Research on Optimization and Evaluation of Oral Cancer Screening Methods

Overview

An evaluation and validation study on oral cancer screening methods will be carried out, and two different methods will be used for oral cancer screening among the population. The two different methods are: (1) clinical observation (including inspection and palpation) combined with pathological biopsy. (2) Clinical observation (including inspection and palpation), in vivo staining (toluidine blue) combined with pathological biopsy. By evaluating and comparing the sensitivity and specificity of the two screening methods, the more effective oral cancer screening method will be selected.

Study Type

  • Study Type: Interventional
  • Study Design
    • Allocation: Randomized
    • Intervention Model: Parallel Assignment
    • Primary Purpose: Screening
    • Masking: None (Open Label)
  • Study Primary Completion Date: June 2023

Detailed Description

An evaluation and validation study on oral cancer screening methods will be carried out, and two different methods will be used for oral cancer screening among the population. The two different methods are: (1) clinical observation (including inspection and palpation) combined with pathological biopsy. That is, inspecting and palpating the oral cavity and neck of the screened object. If positive lesions are found, then further pathological biopsy will be performed.
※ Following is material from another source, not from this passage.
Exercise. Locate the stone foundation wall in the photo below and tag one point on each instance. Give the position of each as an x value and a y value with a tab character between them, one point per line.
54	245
This is also the commonly used screening method for oral cancer now; (2) Clinical observation (including inspection and palpation), in vivo staining (toluidine blue) combined with pathological biopsy. That is, toluidine blue staining is performed at the same time as the inspection and palpation of the oral cavity and neck of the screening object. As long as the screening subjects found positive lesions or abnormal living body staining, pathological biopsy was performed. By evaluating and comparing the sensitivity and specificity of the two screening methods, the more effective oral cancer screening method will be selected. Finally, we will carry out prospective controlled population studies in high-risk areas and non-high-risk areas to further evaluate the effectiveness and feasibility of screening method after selection.

Interventions

  • Other: clinical observation combined with pathological biopsy
    • Inspecting and palpating the oral cavity and neck of the screened object. If positive lesions are found, then further pathological biopsy will be performed.
  • Other: Clinical observation, in vivo staining (reagent: toluidine blue) combined with pathological biopsy
    • (2) Inspecting and palpating the oral cavity and neck of the screened object. At the same time, in vivo staining is performed on each participant. The reagent used for staining is toluidine blue. As long as the screening subjects found positive lesions or abnormal living body staining, pathological biopsy was performed.

Arms, Groups and Cohorts

  • Other: clinical observation combined with pathological biopsy
    • Clinical observation (including inspection and palpation) combined with pathological biopsy. That is, inspecting and palpating the oral cavity and neck of the screened object. If positive lesions are found, then further pathological biopsy will be performed.
  • Experimental: Clinical observation, in vivo staining combined with pathological biopsy
    • Clinical observation (including inspection and palpation), in vivo staining (reagent: toluidine blue) combined with pathological biopsy. That is, inspecting and palpating the oral cavity and neck of the screened object. At the same time, in vivo staining is performed on each participant. The reagent used for staining is toluidine blue. As long as the screening subjects found positive lesions or abnormal living body staining, pathological biopsy was performed.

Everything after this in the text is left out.